If it is also linear, then it is the best estimator within the class of linear estimators as well and, therefore, the linear least mean squares estimator is the same as the general least mean squares estimator.

So if for some problems it turns out that this is linear, then we automatically also have the optimal linear estimator.

And this is going to be the case, once more, for certain normal problems with a linear structure of the type that we have studied earlier.

Now, let us look into what it takes to carry out this optimization.

If we had a single observation, then we have seen a closed form formula, a fairly simple formula, that tells us what the coefficients should be.

For the more general case, formulas would not be as simple, but we can make the following observations.

If you take this expression and expand it, it’s going to have a bunch of terms.

For example, it’s going to have a term of the form a1 squared times the expected value of X1 squared.

It’s going to have a term such as twice a1, a2 times the expected value of X1, X2.

And then there’s going to be many more terms to some of them will also involve products of Theta with this.

So we might see that we have a term of the form a1 expected value of X1 Theta.

And then, there’s going to be many, many more terms.

What’s the important thing to notice?

That this expression as a function of the coefficient involves terms either of this kind or of this kind, or of that kind, first-order or second-order terms.

To minimize this expression, we’re going to take the derivative of this and set it equal to 0.

When you take the derivative of a function that involves only quadratic and linear terms, you get something that’s linear in the coefficients.

The conclusion out of all this discussion is that when you actually go and carry out this minimization by setting derivatives to zero, what you will end up doing is solving a system of linear equations in the coefficients that you’re trying to determine.

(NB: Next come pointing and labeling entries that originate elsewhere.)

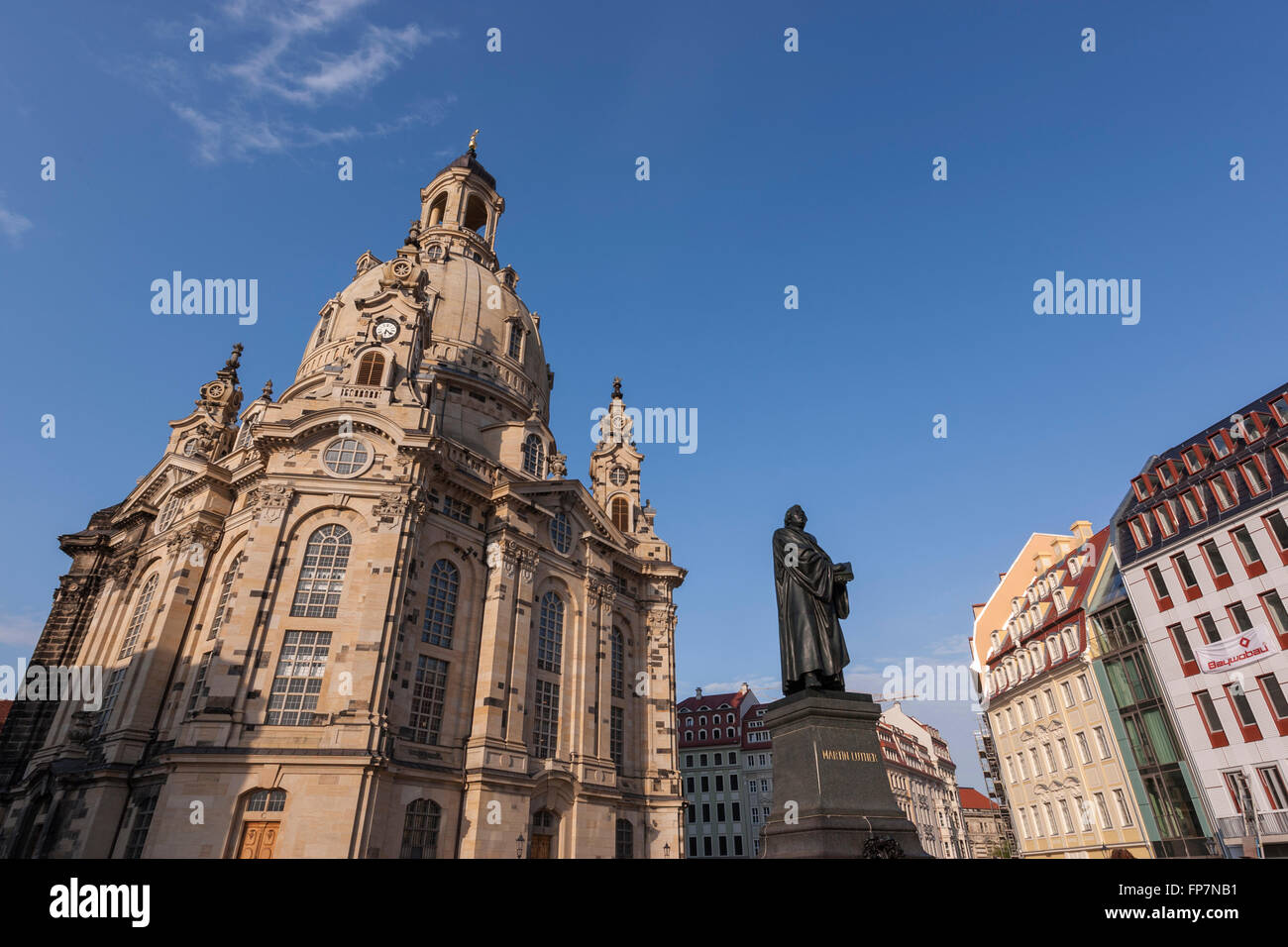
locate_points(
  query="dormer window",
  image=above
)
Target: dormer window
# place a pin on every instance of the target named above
(1144, 486)
(1222, 445)
(1167, 474)
(1279, 407)
(1194, 458)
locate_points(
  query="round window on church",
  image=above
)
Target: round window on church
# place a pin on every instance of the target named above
(561, 532)
(347, 457)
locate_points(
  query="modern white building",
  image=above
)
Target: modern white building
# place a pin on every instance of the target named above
(1203, 545)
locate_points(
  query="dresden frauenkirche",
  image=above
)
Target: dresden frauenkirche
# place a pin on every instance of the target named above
(372, 617)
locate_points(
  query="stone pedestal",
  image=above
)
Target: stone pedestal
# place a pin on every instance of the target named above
(827, 761)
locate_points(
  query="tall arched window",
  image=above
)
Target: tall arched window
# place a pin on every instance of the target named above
(420, 828)
(226, 589)
(372, 368)
(625, 839)
(550, 634)
(445, 579)
(317, 595)
(533, 457)
(618, 667)
(141, 612)
(621, 513)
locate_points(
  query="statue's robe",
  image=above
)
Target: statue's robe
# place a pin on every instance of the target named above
(810, 604)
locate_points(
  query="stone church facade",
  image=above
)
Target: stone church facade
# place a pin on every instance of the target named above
(373, 617)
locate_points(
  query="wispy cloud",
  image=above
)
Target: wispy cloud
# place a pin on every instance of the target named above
(13, 224)
(291, 58)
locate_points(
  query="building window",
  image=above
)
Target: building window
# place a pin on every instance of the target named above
(1223, 488)
(372, 368)
(111, 692)
(226, 590)
(1216, 565)
(200, 684)
(168, 510)
(326, 557)
(458, 510)
(1210, 718)
(267, 800)
(1185, 573)
(346, 457)
(428, 698)
(625, 839)
(141, 612)
(1083, 750)
(616, 728)
(1193, 505)
(619, 512)
(1254, 476)
(145, 805)
(420, 828)
(545, 727)
(561, 532)
(550, 635)
(533, 457)
(299, 680)
(617, 678)
(1273, 783)
(1248, 553)
(1103, 808)
(445, 581)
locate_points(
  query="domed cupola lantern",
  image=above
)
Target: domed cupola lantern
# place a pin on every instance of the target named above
(460, 209)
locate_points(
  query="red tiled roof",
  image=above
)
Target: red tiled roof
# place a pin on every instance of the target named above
(974, 799)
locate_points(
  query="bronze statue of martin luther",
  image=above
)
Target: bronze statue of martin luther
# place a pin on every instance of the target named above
(811, 600)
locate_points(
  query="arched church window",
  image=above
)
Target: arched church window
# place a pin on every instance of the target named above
(476, 215)
(168, 510)
(621, 513)
(372, 368)
(141, 612)
(346, 457)
(326, 557)
(618, 664)
(420, 828)
(550, 634)
(445, 581)
(226, 589)
(437, 210)
(533, 457)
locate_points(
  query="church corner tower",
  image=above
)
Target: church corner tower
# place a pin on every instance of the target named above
(372, 616)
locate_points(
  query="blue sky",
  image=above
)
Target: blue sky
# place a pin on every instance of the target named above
(768, 169)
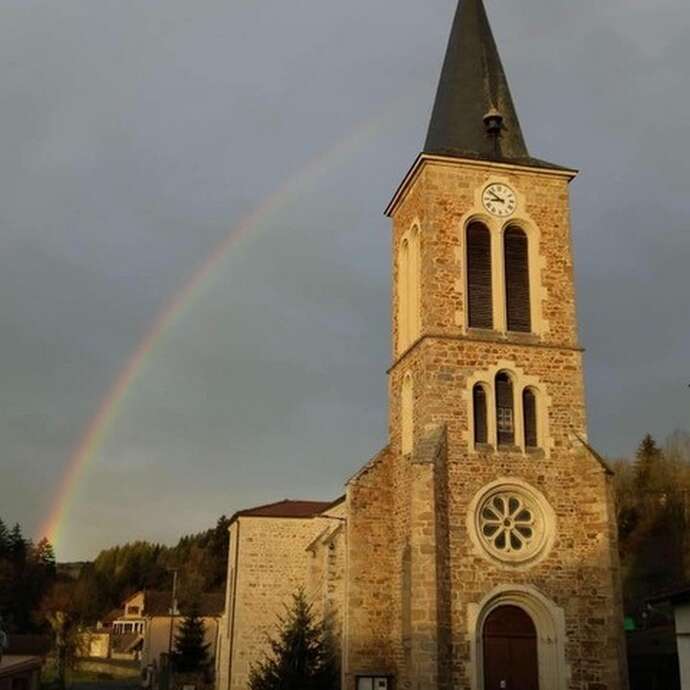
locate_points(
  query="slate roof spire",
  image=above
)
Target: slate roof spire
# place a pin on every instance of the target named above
(473, 84)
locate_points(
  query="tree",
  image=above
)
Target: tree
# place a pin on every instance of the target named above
(18, 545)
(45, 556)
(302, 657)
(59, 609)
(4, 540)
(191, 652)
(646, 464)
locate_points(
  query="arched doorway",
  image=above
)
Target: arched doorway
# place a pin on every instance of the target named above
(510, 650)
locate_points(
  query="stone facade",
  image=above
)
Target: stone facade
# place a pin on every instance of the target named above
(488, 505)
(402, 570)
(437, 580)
(271, 557)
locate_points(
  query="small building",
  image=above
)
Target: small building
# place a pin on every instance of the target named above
(148, 625)
(18, 672)
(275, 550)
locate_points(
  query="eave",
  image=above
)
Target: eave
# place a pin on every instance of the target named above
(425, 158)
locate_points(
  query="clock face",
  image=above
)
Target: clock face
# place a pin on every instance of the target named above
(499, 200)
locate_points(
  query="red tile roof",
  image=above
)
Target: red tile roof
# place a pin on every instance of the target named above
(287, 509)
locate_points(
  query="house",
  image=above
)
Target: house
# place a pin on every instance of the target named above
(147, 629)
(144, 628)
(478, 549)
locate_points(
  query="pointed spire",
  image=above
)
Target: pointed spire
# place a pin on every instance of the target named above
(473, 114)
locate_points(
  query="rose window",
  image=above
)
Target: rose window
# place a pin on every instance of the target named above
(510, 523)
(507, 523)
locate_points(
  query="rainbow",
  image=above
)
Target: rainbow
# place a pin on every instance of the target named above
(101, 423)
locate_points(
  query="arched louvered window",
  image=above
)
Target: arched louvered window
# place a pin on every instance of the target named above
(516, 253)
(479, 299)
(505, 410)
(407, 415)
(403, 296)
(529, 411)
(481, 432)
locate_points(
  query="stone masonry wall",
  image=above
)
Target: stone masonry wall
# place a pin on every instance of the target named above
(273, 564)
(580, 573)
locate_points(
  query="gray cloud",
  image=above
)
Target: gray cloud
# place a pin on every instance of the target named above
(135, 135)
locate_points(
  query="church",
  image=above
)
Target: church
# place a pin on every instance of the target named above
(478, 549)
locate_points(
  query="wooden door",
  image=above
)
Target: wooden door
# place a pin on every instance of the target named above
(510, 650)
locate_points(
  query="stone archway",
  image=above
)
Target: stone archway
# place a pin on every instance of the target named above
(549, 624)
(509, 638)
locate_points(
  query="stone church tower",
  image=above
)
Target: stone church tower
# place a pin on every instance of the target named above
(481, 543)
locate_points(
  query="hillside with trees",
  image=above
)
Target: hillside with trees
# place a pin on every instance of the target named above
(31, 583)
(653, 504)
(653, 514)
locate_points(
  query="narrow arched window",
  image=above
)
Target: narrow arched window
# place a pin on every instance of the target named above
(407, 415)
(505, 410)
(516, 253)
(529, 411)
(403, 296)
(481, 432)
(413, 281)
(479, 298)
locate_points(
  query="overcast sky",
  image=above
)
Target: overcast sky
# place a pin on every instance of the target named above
(135, 135)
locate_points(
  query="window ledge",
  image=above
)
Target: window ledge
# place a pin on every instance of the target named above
(509, 449)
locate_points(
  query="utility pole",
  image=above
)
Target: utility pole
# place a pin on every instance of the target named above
(173, 610)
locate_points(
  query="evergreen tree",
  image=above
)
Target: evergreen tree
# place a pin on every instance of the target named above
(18, 545)
(4, 540)
(45, 556)
(646, 461)
(302, 657)
(191, 652)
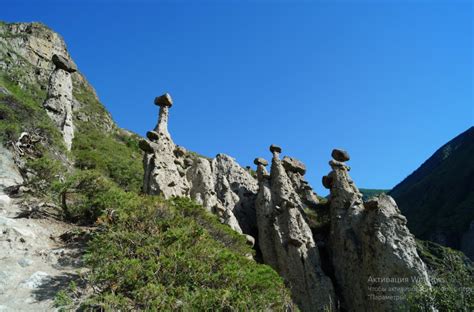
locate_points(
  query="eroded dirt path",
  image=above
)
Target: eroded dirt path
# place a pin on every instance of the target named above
(35, 260)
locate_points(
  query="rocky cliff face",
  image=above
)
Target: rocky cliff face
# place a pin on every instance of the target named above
(34, 56)
(220, 184)
(368, 242)
(285, 239)
(372, 250)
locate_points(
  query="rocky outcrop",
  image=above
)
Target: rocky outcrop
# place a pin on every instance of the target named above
(284, 237)
(35, 265)
(26, 58)
(372, 251)
(220, 184)
(59, 101)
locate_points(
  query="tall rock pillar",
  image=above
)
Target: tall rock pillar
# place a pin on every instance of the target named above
(58, 104)
(285, 238)
(372, 251)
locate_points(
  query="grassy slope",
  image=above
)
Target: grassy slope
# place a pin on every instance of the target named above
(439, 195)
(150, 253)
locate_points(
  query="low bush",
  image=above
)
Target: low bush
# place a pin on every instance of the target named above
(156, 255)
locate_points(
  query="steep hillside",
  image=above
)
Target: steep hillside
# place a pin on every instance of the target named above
(95, 218)
(70, 185)
(438, 197)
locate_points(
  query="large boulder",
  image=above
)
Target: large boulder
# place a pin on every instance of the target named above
(220, 184)
(372, 251)
(286, 241)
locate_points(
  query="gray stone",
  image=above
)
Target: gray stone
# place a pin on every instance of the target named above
(59, 104)
(164, 100)
(152, 136)
(145, 146)
(24, 262)
(340, 155)
(35, 280)
(293, 165)
(180, 151)
(327, 182)
(286, 241)
(63, 63)
(220, 184)
(275, 148)
(260, 161)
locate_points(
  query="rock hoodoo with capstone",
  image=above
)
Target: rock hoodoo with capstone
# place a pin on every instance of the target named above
(219, 184)
(59, 100)
(284, 237)
(369, 240)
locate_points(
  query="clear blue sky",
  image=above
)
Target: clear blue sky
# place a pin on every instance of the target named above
(390, 81)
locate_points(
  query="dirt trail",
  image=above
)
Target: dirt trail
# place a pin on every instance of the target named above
(34, 262)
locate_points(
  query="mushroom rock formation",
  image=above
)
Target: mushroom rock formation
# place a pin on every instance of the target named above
(295, 170)
(59, 100)
(371, 248)
(285, 239)
(220, 184)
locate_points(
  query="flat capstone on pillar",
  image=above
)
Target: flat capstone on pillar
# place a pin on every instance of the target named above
(276, 150)
(164, 102)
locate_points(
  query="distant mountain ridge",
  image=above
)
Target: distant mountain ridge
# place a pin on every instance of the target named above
(438, 197)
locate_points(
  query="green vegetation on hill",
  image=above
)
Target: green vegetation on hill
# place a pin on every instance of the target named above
(157, 255)
(452, 280)
(147, 253)
(438, 197)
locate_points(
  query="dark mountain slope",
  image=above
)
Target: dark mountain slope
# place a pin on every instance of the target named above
(438, 197)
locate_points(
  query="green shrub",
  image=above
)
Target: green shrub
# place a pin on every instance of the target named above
(156, 256)
(114, 156)
(22, 111)
(452, 279)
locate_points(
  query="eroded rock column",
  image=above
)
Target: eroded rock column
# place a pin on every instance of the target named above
(371, 249)
(59, 100)
(285, 238)
(220, 184)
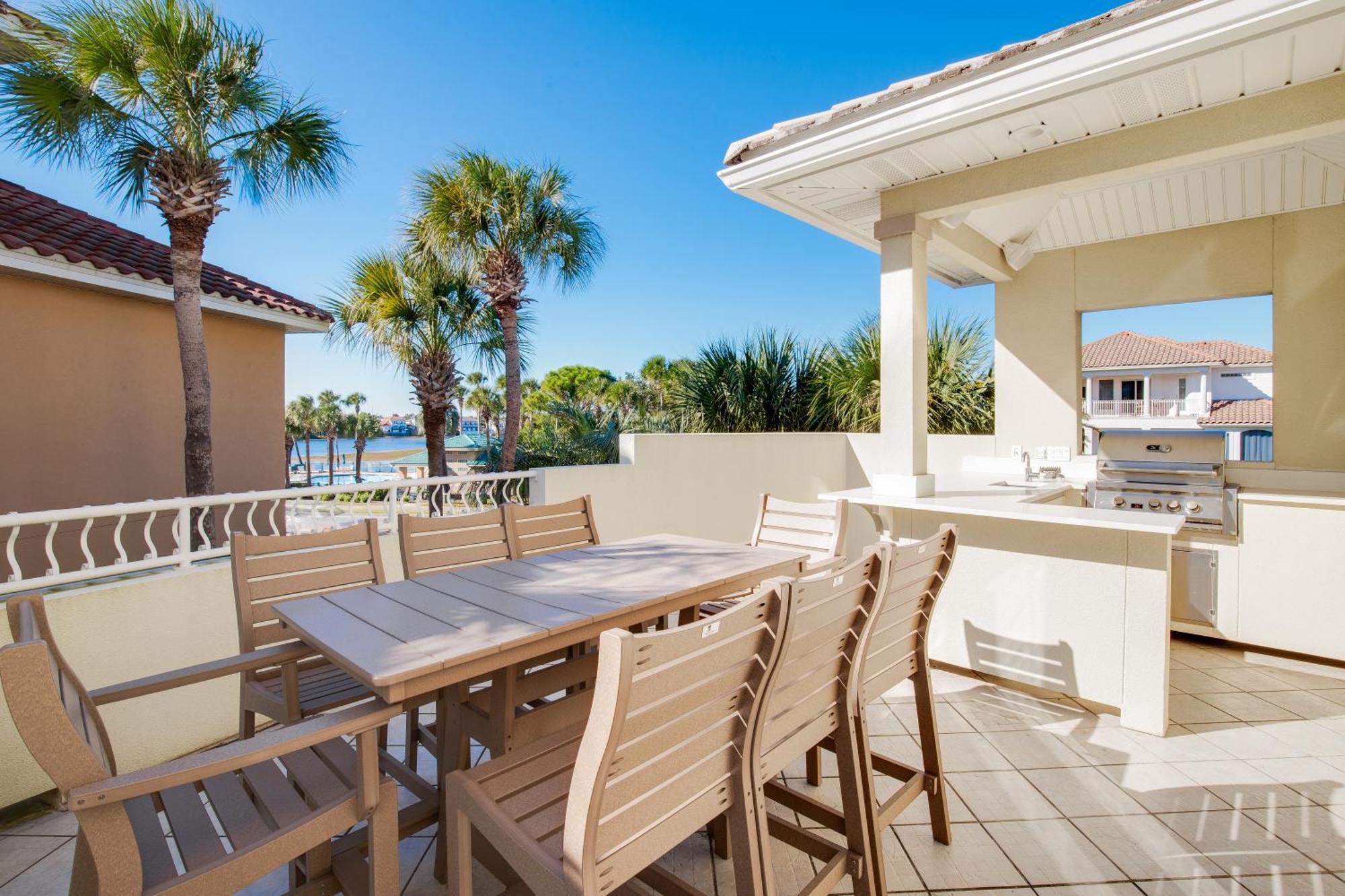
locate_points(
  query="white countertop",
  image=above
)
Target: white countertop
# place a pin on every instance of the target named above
(973, 494)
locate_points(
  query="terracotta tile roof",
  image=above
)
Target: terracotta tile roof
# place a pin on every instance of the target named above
(905, 89)
(1241, 412)
(1129, 349)
(41, 224)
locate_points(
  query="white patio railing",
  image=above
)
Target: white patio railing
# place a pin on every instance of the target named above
(49, 548)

And why is this interesting?

Well, it is because if you actually want to carry out this minimization, all you need to do is to solve a linear system, which is easily done on a computer.

The next observation is that this expression only involves expectations of various terms that are second order in the random variables involved.

So it involves the expected value of X1 squared, it involves this term, which has something to do with the covariance of X1 and X2.

This term that has something to do with the covariance of X1 with Theta.

But these are the only terms out of the distribution of the X’s and of Theta that will matter.

So similar to the case where we had a single observation, in order to solve this problem, we do not need to know the complete distribution of the X’s and of Theta.

It is enough to know all of the means, variances, and covariances of the random variables that are involved.

And once more, this makes this approach to estimation a practical one, because we do not need to model in complete detail the distribution of the different random variables.

Finally, if we do not have just one unknown random variable, but we have multiple random variables that we want to estimate, what should we do?

Well, this is pretty simple.

You just apply this estimation methodology to each one of the unknown random variables separately.

To conclude, this linear estimation methodology applies also to the case where you have multiple observations.

You need to solve a certain computational problem in order to find the structure of the best linear estimator, but it is not a very difficult computational problem, because all that it involves is to minimize a quadratic function of the coefficients that you are trying to determine.

And this leads us to having to solve a system of linear equations.

For all these reasons, linear estimation, or estimation using linear estimators, is quite practical.